官术网_书友最值得收藏!

The Reduce task

The Reduce task is an aggregation step. If the number of Reduce tasks is not specified, the default number is one. The risk of running one Reduce task would mean overloading that particular node. Having too many Reduce tasks would mean shuffle complexity and proliferation of output files that puts pressure on the NameNode. It is important to understand the data distribution and the partitioning function to decide the optimal number of Reduce tasks.

Tip

The ideal setting for each Reduce task to process is a range of 1 GB to 5 GB.

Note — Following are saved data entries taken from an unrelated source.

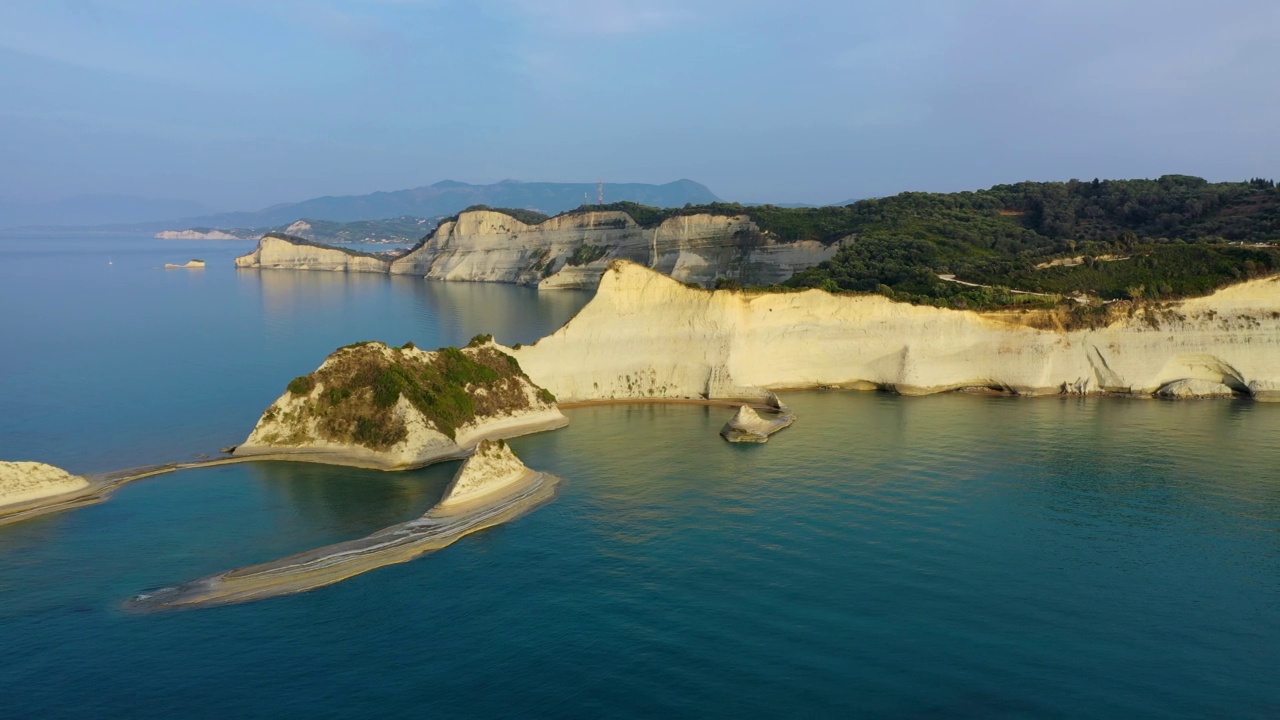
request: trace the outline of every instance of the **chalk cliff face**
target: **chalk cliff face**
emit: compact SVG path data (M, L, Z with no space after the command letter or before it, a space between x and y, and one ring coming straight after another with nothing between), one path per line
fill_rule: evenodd
M567 423L492 343L435 352L360 343L289 383L233 454L401 469Z
M0 461L0 508L87 487L89 483L84 478L52 465Z
M694 290L617 263L573 320L512 354L562 401L818 386L1280 400L1280 280L1065 332L875 295Z
M253 252L236 258L238 268L385 273L388 265L377 255L322 247L281 233L263 235Z
M237 258L236 266L390 272L552 290L594 288L610 263L624 259L682 282L711 285L725 277L769 284L830 258L838 247L776 242L745 215L687 215L644 228L623 212L578 212L529 225L505 213L475 210L441 224L394 261L270 233L256 250Z
M391 264L391 272L442 280L593 288L609 264L626 259L682 282L730 277L780 282L831 257L837 246L778 244L745 215L673 217L643 228L623 212L581 212L527 225L493 211L462 213Z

The number of Reduce tasks can be set using the mapreduce.job.reduces parameter. It can be programmatically set by calling the setNumReduceTasks() method on the Job object. There is a cap on the number of Reduce tasks that can be executed by a single node. It is given by the mapreduce.tasktracker.reduce.maximum property.

Note

The heuristic to determine the right number of reducers is as follows:

0.95 * (nodes * mapreduce.tasktracker.reduce.maximum)

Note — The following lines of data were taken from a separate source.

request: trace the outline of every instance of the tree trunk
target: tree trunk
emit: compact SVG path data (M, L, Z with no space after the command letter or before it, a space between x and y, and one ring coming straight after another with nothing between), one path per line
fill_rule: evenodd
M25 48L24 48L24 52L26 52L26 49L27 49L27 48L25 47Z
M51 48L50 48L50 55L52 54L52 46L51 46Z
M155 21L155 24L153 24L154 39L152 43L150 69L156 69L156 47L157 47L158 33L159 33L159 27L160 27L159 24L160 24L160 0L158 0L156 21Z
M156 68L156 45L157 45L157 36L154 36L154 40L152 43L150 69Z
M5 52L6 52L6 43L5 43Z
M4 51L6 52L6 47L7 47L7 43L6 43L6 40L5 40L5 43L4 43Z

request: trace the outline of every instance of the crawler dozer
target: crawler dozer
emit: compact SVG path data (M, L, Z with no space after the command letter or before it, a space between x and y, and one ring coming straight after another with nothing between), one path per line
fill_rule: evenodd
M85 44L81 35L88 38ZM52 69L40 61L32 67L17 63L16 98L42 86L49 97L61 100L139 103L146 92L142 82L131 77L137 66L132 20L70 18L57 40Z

Alternatively, you can use the following:

1.75 * (nodes * mapreduce.tasktracker.reduce.maximum)

At 0.95, each of the reducers can launch immediately after the Map tasks are completed, and at 1.75, the faster nodes will finish their first Reduce task and move onto the second one. This is a better setting for load balancing.

Fetching intermediate outputs – Reduce-side

The Reduce task fetches relevant partitions from a Map task as and when they finish. This is called the Copy phase. The number of Map tasks from whom a Reduce task can fetch data in parallel is determined by the value of the mapreduce.shuffle.reduce.parallelcopies parameter. The lower this value, the more the queuing on the Reduce side. The Reduce task might have to wait for an available slot to fetch data from a Map task.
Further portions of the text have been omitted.